Right now, Brad Keselowski is the toast of the NASCAR world.

The reigning NASCAR Sprint Cup champion celebrated his 29th birthday on Tuesday and will soon start what no doubt will be a vigorous title defense in his No. 2 Penske Racing Ford Fusion.

Over the last two seasons, Keselowski has demonstrated prodigious talent, admirable consistency, impressive physical and mental toughness, and keen instincts.

All of which mean exactly nothing in 2013. Because right now, Keselowski has zero Sprint Cup points, the same as every other driver in the series.

But he does come into the season with baggage he didn’t have last year, when he was just one of many very, very good drivers. Now, he’s the champion. And, therefore, the guy every other driver wants to beat.

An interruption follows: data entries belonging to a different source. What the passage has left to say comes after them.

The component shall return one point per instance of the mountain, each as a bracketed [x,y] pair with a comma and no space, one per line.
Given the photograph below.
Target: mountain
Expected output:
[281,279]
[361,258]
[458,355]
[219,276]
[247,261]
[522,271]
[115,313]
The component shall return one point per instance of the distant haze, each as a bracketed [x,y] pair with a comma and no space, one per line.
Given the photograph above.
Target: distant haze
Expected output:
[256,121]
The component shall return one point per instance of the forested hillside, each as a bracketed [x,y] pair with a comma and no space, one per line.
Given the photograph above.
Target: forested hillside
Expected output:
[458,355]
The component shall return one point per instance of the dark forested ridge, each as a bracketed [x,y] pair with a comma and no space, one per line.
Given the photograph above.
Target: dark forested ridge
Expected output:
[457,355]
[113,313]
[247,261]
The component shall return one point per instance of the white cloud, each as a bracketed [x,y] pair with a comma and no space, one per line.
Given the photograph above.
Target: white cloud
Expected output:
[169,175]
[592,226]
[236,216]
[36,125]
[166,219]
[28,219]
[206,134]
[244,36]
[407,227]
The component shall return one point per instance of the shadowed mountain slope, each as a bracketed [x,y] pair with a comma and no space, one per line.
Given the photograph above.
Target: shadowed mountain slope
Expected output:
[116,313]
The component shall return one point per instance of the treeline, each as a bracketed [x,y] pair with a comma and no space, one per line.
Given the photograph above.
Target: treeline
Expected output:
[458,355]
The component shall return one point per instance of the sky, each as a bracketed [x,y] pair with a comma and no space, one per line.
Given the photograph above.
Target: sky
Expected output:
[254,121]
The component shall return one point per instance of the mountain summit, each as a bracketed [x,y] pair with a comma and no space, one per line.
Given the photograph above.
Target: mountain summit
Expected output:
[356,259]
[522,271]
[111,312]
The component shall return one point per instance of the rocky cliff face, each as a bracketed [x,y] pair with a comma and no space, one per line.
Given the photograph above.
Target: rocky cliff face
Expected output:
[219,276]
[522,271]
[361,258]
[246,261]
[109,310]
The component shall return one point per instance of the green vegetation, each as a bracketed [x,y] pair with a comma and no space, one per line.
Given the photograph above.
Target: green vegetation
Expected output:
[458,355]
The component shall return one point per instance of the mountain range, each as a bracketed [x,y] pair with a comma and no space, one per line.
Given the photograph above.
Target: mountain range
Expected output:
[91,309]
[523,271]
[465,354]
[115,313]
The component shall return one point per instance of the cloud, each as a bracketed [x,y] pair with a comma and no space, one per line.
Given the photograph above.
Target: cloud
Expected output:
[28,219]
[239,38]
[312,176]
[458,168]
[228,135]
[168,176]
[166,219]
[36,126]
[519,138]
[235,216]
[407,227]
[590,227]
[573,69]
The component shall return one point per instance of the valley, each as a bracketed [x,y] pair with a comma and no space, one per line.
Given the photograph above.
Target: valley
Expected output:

Kurt Busch knows the feeling. He won his only NASCAR Sprint Cup championship in 2004 but, by the midway point of the ’05 season, Busch already had decided to leave Roush Fenway Racing and move to Penske where, in 2010-11, he was Keselowski’s teammate.

“There’s the target that’s been put on your back because you’re the guy on top,” Busch said of entering a new season as a champion. “And when you’re the guy on top, everybody wants to push you off.”

Busch said a lot of things change after the first title.

“The pressure that comes with it comes from all areas – not just internally in your team, because you’ll have a young, hard-charging teammate,” said Busch. “But it’s everywhere, whether it’s sponsors, media, different things with the fans. … There’s not one thing to look for; there’s just a lot to keep in mind.”

Jimmie Johnson, the only driver to win consecutive championships since Jeff Gordon in 1997-98, thinks Keselowski will be fine, as long as he runs well. The stress will only set in if and when Keselowski’s performance tails off, according to Johnson.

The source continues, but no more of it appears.